【講演レポート1】、 【講演レポート2】、 【講演レポート4】
ラカン派精神分析のパラダイム
精神分析にはさまざまな理論があり、非常に多様。 フロイトとラカン以外にも、ユング、アドラー、フェレンツィ、ウィニコット、コフート、クライン、カーンバーグ、などなど。 とりわけ「自我心理学 Ego psychology」というアメリカの精神分析一派が、最近「脳」との関連に非常に熱心になっているが、今日の私(斎藤)の話は、そうしたものとはかけ離れている。
最近の精神分析の主流は、脳科学や生物学的精神医学との接近をひとつの特徴としている。 それは状況上避けられないことだったのかもしれないが、フロイト・ラカンとはかけ離れてしまった。
「フロイト=ラカン」という言い方をするのは、ラカンという精神分析家は、「自分こそが、フロイトの創始した精神分析のもっとも正統的な後継者だ」と主張したから。(そのことは、ラカン派の人はもちろん認めているが、ラカン派以外の人はそんなことは認めていない。)

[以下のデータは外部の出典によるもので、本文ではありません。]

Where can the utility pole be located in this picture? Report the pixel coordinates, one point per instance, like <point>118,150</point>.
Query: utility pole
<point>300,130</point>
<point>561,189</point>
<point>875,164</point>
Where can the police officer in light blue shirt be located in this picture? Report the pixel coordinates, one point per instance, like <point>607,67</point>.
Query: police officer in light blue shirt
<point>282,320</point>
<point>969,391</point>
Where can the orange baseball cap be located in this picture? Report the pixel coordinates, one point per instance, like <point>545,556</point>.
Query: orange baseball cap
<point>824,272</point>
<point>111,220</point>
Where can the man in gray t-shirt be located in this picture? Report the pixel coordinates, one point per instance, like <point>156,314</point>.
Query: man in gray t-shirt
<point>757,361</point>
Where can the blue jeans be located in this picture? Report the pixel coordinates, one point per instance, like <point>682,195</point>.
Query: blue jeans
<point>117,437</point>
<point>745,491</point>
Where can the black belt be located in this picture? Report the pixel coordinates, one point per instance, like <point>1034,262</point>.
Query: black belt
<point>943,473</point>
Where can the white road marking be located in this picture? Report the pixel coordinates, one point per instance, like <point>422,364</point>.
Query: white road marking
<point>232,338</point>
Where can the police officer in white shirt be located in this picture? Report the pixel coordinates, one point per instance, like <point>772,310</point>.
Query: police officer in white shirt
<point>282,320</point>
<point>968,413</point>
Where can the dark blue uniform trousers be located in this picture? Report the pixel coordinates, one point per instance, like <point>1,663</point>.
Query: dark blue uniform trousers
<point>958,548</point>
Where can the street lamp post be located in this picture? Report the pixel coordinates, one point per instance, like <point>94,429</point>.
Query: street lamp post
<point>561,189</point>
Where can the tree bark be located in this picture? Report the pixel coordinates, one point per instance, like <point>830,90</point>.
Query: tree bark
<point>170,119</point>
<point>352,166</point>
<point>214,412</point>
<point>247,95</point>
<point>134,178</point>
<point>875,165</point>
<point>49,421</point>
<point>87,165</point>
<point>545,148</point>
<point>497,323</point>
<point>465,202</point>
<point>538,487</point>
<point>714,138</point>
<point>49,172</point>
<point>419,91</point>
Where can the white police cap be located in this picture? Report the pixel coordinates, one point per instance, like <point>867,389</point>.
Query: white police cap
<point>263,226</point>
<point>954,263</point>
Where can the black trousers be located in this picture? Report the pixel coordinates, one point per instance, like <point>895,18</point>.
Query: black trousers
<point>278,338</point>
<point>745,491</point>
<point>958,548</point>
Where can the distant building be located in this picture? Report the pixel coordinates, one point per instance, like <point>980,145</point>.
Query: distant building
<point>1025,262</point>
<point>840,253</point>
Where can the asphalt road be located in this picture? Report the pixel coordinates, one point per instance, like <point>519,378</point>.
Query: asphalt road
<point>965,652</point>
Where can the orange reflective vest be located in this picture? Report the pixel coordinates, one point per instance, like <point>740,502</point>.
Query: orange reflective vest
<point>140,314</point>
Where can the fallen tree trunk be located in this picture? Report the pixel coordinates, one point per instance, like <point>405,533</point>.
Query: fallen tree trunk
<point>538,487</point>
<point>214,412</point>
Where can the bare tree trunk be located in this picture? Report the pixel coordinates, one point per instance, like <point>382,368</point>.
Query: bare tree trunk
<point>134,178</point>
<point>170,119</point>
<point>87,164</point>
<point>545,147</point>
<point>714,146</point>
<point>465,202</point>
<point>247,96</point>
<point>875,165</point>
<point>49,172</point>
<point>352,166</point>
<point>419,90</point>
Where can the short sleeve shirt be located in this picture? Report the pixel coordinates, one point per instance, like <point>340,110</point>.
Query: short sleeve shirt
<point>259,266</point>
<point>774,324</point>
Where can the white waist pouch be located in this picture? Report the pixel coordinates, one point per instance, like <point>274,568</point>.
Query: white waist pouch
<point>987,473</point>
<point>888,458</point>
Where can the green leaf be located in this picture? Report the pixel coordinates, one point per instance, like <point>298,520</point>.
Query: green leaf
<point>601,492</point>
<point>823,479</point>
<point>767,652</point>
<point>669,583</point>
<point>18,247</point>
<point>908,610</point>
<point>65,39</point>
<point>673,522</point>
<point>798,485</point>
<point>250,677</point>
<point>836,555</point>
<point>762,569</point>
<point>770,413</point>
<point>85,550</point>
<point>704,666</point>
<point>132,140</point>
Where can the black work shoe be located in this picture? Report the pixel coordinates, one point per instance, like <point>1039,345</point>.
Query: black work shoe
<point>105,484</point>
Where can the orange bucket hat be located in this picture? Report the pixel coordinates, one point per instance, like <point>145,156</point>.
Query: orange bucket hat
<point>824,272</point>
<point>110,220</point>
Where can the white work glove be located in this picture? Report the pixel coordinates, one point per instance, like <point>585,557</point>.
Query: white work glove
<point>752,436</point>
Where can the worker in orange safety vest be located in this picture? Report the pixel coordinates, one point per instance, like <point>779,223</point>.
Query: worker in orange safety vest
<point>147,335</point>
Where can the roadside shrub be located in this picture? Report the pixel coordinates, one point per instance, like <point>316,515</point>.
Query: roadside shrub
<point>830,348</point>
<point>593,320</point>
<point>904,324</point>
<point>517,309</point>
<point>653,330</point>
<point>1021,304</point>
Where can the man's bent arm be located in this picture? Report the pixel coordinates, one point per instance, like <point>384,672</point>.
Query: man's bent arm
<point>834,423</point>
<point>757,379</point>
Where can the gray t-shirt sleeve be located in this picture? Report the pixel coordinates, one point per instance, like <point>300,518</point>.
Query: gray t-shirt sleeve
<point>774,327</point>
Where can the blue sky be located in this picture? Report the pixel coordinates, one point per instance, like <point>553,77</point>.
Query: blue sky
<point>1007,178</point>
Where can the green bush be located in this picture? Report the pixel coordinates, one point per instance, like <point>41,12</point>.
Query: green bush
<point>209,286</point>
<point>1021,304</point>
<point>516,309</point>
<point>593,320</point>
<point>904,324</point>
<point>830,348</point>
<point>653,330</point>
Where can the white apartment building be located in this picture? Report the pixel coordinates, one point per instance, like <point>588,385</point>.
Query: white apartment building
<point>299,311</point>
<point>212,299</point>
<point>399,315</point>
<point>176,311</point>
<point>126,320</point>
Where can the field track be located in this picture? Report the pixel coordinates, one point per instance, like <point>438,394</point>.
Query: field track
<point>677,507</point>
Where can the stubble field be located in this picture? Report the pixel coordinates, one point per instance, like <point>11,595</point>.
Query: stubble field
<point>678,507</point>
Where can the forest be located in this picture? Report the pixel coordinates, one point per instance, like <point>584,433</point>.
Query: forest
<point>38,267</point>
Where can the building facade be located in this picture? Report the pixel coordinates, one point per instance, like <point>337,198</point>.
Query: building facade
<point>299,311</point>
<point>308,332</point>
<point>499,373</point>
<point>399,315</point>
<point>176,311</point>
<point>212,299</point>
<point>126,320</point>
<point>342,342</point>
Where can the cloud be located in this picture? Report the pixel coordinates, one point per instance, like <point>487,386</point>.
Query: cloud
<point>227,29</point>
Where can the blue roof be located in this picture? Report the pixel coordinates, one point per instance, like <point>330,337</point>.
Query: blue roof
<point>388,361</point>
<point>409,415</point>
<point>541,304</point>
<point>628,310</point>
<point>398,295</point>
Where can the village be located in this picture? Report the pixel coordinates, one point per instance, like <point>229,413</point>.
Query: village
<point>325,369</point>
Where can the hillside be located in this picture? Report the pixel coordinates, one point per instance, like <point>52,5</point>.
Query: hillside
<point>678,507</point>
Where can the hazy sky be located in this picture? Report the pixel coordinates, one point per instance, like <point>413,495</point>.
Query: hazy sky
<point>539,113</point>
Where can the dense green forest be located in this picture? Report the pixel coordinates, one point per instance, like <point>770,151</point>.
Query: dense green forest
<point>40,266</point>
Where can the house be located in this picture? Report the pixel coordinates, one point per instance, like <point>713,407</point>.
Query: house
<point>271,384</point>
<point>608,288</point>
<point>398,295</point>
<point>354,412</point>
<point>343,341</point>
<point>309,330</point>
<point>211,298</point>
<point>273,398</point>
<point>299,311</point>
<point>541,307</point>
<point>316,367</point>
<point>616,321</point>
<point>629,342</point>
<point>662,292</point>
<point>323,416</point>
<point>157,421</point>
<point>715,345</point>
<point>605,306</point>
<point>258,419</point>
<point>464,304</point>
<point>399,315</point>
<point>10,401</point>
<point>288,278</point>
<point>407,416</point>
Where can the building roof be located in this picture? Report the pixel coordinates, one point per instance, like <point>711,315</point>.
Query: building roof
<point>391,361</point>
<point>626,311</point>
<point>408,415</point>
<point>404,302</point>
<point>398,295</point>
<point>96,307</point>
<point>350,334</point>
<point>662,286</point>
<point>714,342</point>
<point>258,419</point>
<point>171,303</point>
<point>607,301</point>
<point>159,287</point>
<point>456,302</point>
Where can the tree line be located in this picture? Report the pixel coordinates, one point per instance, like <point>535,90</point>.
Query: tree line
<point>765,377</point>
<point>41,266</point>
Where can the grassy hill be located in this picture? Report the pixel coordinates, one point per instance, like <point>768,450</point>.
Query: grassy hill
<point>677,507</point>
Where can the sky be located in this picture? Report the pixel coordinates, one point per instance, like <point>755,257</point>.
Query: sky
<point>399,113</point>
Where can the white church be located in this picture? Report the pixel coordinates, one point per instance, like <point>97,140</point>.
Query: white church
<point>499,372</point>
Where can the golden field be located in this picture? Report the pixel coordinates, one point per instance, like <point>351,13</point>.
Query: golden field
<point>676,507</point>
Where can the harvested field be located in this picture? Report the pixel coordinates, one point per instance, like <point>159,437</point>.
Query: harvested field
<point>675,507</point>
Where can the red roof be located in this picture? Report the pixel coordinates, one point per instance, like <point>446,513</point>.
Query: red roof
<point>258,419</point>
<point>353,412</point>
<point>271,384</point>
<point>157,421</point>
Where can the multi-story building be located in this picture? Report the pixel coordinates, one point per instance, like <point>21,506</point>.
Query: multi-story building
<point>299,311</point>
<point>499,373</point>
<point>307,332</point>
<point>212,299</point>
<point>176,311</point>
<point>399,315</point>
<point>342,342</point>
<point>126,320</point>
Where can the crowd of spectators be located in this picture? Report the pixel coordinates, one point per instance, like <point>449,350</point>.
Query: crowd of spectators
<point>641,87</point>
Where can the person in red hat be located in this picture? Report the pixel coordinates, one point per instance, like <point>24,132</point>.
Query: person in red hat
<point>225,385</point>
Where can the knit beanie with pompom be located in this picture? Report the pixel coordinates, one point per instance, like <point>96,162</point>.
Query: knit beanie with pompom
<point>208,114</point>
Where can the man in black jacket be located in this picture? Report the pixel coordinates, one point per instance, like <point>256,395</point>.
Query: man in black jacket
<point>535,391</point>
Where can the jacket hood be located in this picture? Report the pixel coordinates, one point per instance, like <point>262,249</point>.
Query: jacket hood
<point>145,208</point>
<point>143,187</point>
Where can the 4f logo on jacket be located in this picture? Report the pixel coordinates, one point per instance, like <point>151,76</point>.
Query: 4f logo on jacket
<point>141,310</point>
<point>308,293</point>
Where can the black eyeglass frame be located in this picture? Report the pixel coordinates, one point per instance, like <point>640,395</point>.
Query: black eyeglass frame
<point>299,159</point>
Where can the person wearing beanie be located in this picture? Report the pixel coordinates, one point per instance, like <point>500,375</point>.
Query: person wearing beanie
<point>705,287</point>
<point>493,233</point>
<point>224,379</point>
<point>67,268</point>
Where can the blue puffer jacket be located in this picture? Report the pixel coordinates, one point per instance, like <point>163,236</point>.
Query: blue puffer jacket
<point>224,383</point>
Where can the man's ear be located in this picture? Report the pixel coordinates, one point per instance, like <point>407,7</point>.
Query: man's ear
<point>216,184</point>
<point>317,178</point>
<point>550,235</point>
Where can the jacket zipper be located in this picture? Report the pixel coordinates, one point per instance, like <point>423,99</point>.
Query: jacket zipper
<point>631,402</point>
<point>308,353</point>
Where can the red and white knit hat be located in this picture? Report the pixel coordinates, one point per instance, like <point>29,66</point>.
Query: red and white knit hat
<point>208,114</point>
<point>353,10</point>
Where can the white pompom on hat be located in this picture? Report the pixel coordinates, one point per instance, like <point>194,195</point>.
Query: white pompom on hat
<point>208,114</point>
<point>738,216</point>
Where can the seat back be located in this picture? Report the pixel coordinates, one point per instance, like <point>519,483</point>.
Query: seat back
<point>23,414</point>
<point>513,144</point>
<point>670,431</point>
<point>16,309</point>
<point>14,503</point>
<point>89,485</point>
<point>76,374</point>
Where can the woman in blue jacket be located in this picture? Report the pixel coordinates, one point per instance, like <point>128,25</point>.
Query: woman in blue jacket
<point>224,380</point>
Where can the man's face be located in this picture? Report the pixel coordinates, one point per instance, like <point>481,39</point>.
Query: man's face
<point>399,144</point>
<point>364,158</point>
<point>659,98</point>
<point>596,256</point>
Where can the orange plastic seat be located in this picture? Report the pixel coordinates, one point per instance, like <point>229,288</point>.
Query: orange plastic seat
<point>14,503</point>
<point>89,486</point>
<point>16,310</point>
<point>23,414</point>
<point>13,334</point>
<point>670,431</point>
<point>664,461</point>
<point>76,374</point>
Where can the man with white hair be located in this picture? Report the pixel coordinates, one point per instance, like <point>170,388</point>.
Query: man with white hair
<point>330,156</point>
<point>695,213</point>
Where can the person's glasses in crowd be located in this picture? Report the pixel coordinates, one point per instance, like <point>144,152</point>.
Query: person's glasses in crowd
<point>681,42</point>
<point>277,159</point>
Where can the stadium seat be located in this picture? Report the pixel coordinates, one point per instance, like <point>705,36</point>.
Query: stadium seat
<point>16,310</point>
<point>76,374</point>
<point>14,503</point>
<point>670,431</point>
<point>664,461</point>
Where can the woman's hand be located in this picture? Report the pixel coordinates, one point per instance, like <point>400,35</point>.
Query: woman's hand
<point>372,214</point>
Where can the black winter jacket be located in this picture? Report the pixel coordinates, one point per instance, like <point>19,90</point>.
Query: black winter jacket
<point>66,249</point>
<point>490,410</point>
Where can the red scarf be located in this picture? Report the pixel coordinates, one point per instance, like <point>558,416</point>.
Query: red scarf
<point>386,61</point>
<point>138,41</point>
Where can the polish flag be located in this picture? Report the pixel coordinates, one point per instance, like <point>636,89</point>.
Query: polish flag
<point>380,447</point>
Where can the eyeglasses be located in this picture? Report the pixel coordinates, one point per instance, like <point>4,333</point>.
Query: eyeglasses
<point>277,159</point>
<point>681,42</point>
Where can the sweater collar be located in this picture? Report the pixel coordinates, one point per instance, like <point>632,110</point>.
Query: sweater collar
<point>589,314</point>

ラカンの議論は、医学の領域ではかなりの異端・例外に属するが、思想・批評の領域では圧倒的な影響力をもつ。 スロヴェニア出身のラカン派哲学者スラヴォイ・ジジェクは、思想界のスターのようになっているが、日本語の翻訳本は出るたびにコンスタントに1万部売れているという。 ほんらい治療目的で生まれた精神分析だが、ラカンのインパクトは、ちょっと特殊な形で生き延びている。